Francium is thought to be the rarest naturally occurring element on the planet. Only one atom of francium is believed to exist on Earth at any given time. The nucleus of francium is highly unstable and decays rapidly. Therefore, it ceases to exist the moment it is created.

Here is a congregation of various properties of s-block elements :

• When the s-block elements of the modern periodic table are examined, it is discovered that the size of the alkali metals is greater than that of other elements in a given period. The total number of electrons increases with the addition of shells as the atomic number increases.
• As we move down the group, the size of the atoms decreases, reducing the attraction between the nucleus and the electrons in the outermost shell. As a result, the enthalpy of ionisation decreases. The ionisation enthalpy of alkali metals is lower than that of other elements.
• The hydration enthalpy decreases as the ionic sizes of the elements increase. Because of the high charge/radius ratio, the atom can accommodate a more significant number of water molecules around it and becomes hydrated as the ion’s size decreases.

In s-block elements, a diagonal relationship exists between adjacent elements in the second and third periods of the periodic table.
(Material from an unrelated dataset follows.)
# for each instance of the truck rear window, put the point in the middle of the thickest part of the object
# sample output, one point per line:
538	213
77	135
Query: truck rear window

The properties of lithium in group 1A and the second period, for example, are similar to the properties of magnesium in the second and third periods.

Similarly, the properties of beryllium in the second group and second period are similar to the properties of aluminium in the third period and third group. A diagonal pair, also known as diagonal neighbours, is a pair of elements with similar properties.

The properties of s-block elements differ significantly from those of the other elements in the sub-group to which they belong. However, the diagonal neighbours have a lot in common. Such relationships are noticed increasingly as one moves from left to right and down the periodic table; the periodic table contains opposing factors.

Conclusion

The s-block elements belong to the modern periodic table’s Groups 1 and 2. s-block elements are classified into two types: those with one electron (s1) and those with two electrons (s2) in their s-subshell. For example, alkali metals have one electron in their s-orbital and are s-block elements, whereas alkaline earth metals have two electrons in their s-orbital. 

Except for helium, all s-elements are chemically very reactive. Due to their high electropositivity, s-block metals frequently form ionic compounds with nonmetals, particularly the highly electronegative halogen nonmetals.